Not only do we not know the date, we don't even know whether he wrote the remark at all.
For all we know it might have been invented by his son Samuel, who published his father's comments.
In his letters, Fermat never mentioned the general case at all, but quite often posed the problem of solving the cases $n=3$ and $n=4$. I am almost certain that Fermat discovered infinite descent around 1640, which means that in 1637 he did not have any chance of proving FLT for exponent 4 (let alone in general).
In 1637, Fermat also stated the polygonal number theorem and claimed to have a proof; this is just about as unlikely as in the case of FLT -- I guess Fermat wasn't really careful in these early days.
Let me also mention that Fermat posed FLT for $n=3$ always as a problem or as a question, and did not claim unambiguously to have a proof; my interpretation is that he did not have a proof for $n = 3$, and that he knew he did not have one.
Edit Let me briefly quote two letters from Fermat:
I. Oeuvres II, 202--205, letter to Roberval Aug. 1640 Fermat claims that if $p = 4n-1$ be prime, then $p$ does not divide a sum of two squares $x^2 + y^2$ with $\gcd(x,y) = 1$. Then he writes
I have to admit frankly that I have found nothing in number theory
that has pleased me as much as the demonstration of this proposition,
and I would be very pleased if you made the effort of finding it, if
only for learning whether I estimate my invention more highly than it
deserves.
This looks as if Fermat had just discovered "his method" of descent.
Starting from $x^2 + y^2 = pr$ one has to show that there is a prime
$q \equiv 3 \bmod 4$ dividing $r$ which is strictly less than $p$.
II. In his letter to Carcavi from Aug. 1659 (Oeuvres II, 431--436), Fermat writes:
I then considered certain questions which, although negative, do
not remain to receive a very great difficulty, for it will be easily
seen that the method of applying descent is completely different from
the preceding [questions]. Such cases include the following:
- There is no cube that can be divided into two cubes.
- There is only one square number which, augmented by $2$,
makes a cube, namely $25$.
- There are only two square numbers which, augmented by $4$,
make a cube, namely $4$ and $121$.
- All squared powers of $2$ augmented by $1$ are prime numbers.
My interpretation of this is that Fermat lists four results which he
believes can be proved using his method of descent.

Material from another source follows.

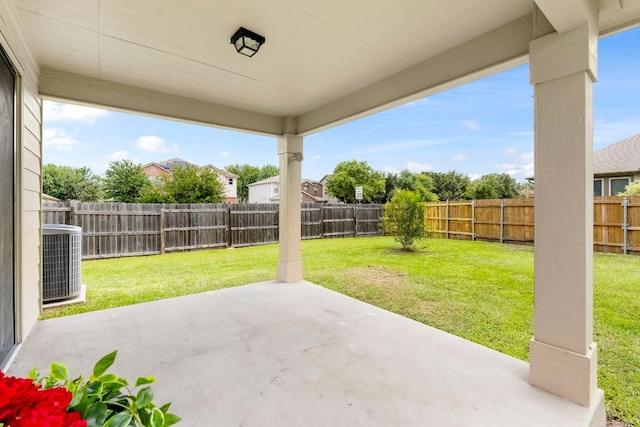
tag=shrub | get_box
[382,190,424,251]
[619,181,640,196]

In my opinion
this implies that Fermat did not have a proof of FLT for exponent $3$
in 1659.
Edit 2
In light of the discission at wiki.fr let
me add a couple of additional remarks along with a promise that a nonelectronic
publication of my views on Fermat will appear within the next two years (if I can
find a publisher, that is).
A search in google books for "hanc marginis" and Fermat for the
years up to 1900 reveals several hits, none of which claims that
the remark was written around 1637; in particular there are no dates
given in Fermat's Oeuvres or in Heath's Diophantus. Starting with
Dickson's history, this changes dramatically, and nowadays the date
1637 seems to be firmly attached to this entry.

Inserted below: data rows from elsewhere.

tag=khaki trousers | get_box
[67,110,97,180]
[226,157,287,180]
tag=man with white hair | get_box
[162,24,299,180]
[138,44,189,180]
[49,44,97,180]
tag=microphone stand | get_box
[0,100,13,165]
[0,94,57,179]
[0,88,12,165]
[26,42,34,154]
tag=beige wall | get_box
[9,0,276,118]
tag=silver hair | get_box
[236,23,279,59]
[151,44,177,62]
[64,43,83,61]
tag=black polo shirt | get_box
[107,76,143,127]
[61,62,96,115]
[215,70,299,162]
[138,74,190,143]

The dating of the entry seems to come from a letter written by
Fermat to J. de Sainte-Croix via Mersenne mentioned in Nurdin's
answer; this letter is not dated, but since Descartes, in a letter
to Mersenne from 1638, refers to a result he credits to Sainte-Croix,
but which Fermat claims he has discovered, it is believed that Fermat's
letter to Mersenne was written well before that date. The reasons for
dating it to September 1636 are not explained in Fermat's Oeuvres.
In this letter, Fermat poses the problem of finding two fourth
powers whose sum is a fourth power, and of finding two cubes whose
sum is a cube. The reasoning seems to be that in 1636, Fermat
had not yet found (or believed to have found) a proof of the general
theorem, so the entry must have been written at a later date.
Since he did not refer to the general theorem in any of his
existant letters, it is also believed that he soon found his
mistake, so the entry cannot have been written at a time when
Fermat was mature enough to find sufficiently difficult proofs.
Let me also add that the following dates can be deduced from
Fermat's letters:
- 1638 Numbers 4n-1 are not sums of two rational squares
- 1640 Fermat's Little Theorem
- 1640 Discovery of infinite descent; used for showing that
(1) primes 4n-1 do not divide sums of to squares.
- 1640 Statement of the Two-Squares Theorem
- 1641 - 1645 Proof of (2) FLT for exponent 4
- later: Proof of (3) the Two-Squares Theorem
It is impossible to attach any dates between 1644 and 1654 to
Fermat's discoveries since he either wrote hardly any letter
in this period, or all of them are lost.
Fermat claimed to have discovered infinite descent in connection
with results such as (1), and that he at first could apply it
only to negative statements such as (2), whereas it took him a
long time until he could use his method for proving positive
statements such as (3). Thus the proofs of (1) - (2) - (3) were
found in this order.
This means in particular that if Fermat's entry in his Diophantus
was written around 1637, then the marvellous proof must have been
a proof that does not use infinite descent.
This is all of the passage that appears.